Underrepresentation, fewer career paths, and a lack of institutional support are just a few of the obstacles that people of color have faced and still face in almost every industry. After decades of non-diverse hiring practices, many employers, including major tech companies, have only lately started talking openly about the absence of cultural diversity in their labor forces.
Companies Take On the Inclusion Programs
Recently, businesses have spent billions on diversity and inclusion programs in an effort to reduce these pervasive injustices and boost the representation of disadvantaged workers. Research indicates that the majority of these expenditures, notably in technology, happened after the Black Lives Matter movement of 2020. Before Elon Musk took over Twitter in late 2022, the firm garnered favorable headlines for employing more black employees: in US locations, the numbers increased from 6.9% to 9.4%. In many cases, these measures demonstrated encouraging outcomes. The US-based telecoms giant Cisco reported a 120% rise in the number of black vice presidents that year, exceeding diversity goals they had initially set for 2023.
But, with widespread cutbacks, these diversity initiatives, along with overall workplace participation for people of color, may be stagnating.
The People of Color Had Been More Impacted by the Recent Layoffs.
Revelio Labs, a workforce analytics company, examined publicly accessible data for 2022 and found that, although representing only 6.05% and 9.96% of the industry, respectively, black and Latino workers made up 7.42% and 11.49% of the business’s layoffs in 2022. Netflix let go of 150 employees in May 2022, and Protocol determined that 26.6% of them came from underrepresented origins.
Nevertheless, there is not enough publicly available data to indicate that employees of color have already been laid off in increasing proportions than their white colleagues generally.

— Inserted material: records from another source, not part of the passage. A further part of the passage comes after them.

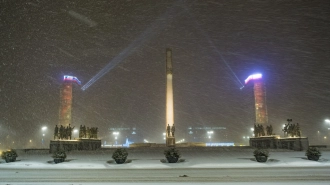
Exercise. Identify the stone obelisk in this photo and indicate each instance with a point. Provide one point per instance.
(170, 139)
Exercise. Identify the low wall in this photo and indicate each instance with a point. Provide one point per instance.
(70, 145)
(297, 143)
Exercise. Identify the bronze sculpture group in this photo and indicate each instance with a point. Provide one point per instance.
(89, 133)
(292, 130)
(63, 132)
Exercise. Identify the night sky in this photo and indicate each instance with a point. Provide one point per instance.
(215, 46)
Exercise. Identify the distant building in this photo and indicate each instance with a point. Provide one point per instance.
(120, 135)
(207, 134)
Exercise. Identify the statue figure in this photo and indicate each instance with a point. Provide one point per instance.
(84, 132)
(173, 130)
(270, 130)
(80, 132)
(69, 132)
(262, 130)
(298, 132)
(88, 133)
(96, 133)
(168, 129)
(61, 132)
(56, 132)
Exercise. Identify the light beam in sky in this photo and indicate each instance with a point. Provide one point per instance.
(144, 37)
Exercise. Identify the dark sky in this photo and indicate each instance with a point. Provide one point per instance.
(212, 41)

These metrics are important for tracking the effect of layoffs on diversity in specific organizations.
Nonetheless, hiring practices, layoff procedures, data on shrinking DEI funding, and other indicators reveal that many marginalized workers are still having difficulty as a result of corporate budget cuts.
Last Entry, First Exit
Many businesses have implemented layoff procedures that take into account tenure and position when making cost-cutting decisions. In the wake of many high-profile lawsuits alleging racial and gender discrimination against businesses like Google, Uber, and Riot Games in 2018, many of these rules were established.

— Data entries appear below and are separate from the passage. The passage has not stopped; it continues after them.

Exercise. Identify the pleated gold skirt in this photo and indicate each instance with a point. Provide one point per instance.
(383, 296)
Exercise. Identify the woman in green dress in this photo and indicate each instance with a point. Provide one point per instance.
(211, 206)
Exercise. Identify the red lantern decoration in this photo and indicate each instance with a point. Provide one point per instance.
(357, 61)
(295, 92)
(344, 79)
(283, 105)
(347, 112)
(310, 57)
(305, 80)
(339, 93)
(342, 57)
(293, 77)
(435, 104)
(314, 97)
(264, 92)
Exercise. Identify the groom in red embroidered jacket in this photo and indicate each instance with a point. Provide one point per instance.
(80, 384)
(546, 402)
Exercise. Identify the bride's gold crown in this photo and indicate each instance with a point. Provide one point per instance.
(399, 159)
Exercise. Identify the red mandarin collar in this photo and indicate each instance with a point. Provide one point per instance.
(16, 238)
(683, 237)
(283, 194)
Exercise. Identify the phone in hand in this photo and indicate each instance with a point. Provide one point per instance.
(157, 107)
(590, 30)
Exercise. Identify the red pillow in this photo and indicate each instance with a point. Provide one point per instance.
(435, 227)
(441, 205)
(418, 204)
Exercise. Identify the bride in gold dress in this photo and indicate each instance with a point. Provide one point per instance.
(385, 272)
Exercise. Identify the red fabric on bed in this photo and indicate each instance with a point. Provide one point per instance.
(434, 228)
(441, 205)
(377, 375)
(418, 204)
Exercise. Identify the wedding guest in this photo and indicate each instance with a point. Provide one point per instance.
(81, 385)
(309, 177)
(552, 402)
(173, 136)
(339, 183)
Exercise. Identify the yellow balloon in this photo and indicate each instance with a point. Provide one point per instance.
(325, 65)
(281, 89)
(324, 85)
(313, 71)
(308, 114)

Although neutrality is the declared objective of many layoff rules, selecting employees with less tenure and seniority renders workers of color proportionally more prone to lose their jobs, especially in organizations that have concentrated only recently on diversity-oriented hiring. These positions are more likely to be cut under a “last in, first out” layoff procedure.
Bottom Line
Several executives have voiced fears about returning to homogenous workforces that lack trust and creativity while research on the benefits of diverse workforces on organizational success continues.
Many employees of color may keep finding their advancement blocked as long as mass layoffs continue, especially since mass layoffs don’t appear to be slowing down. According to Tulshyan, “it feels like a big storm is approaching in many aspects.”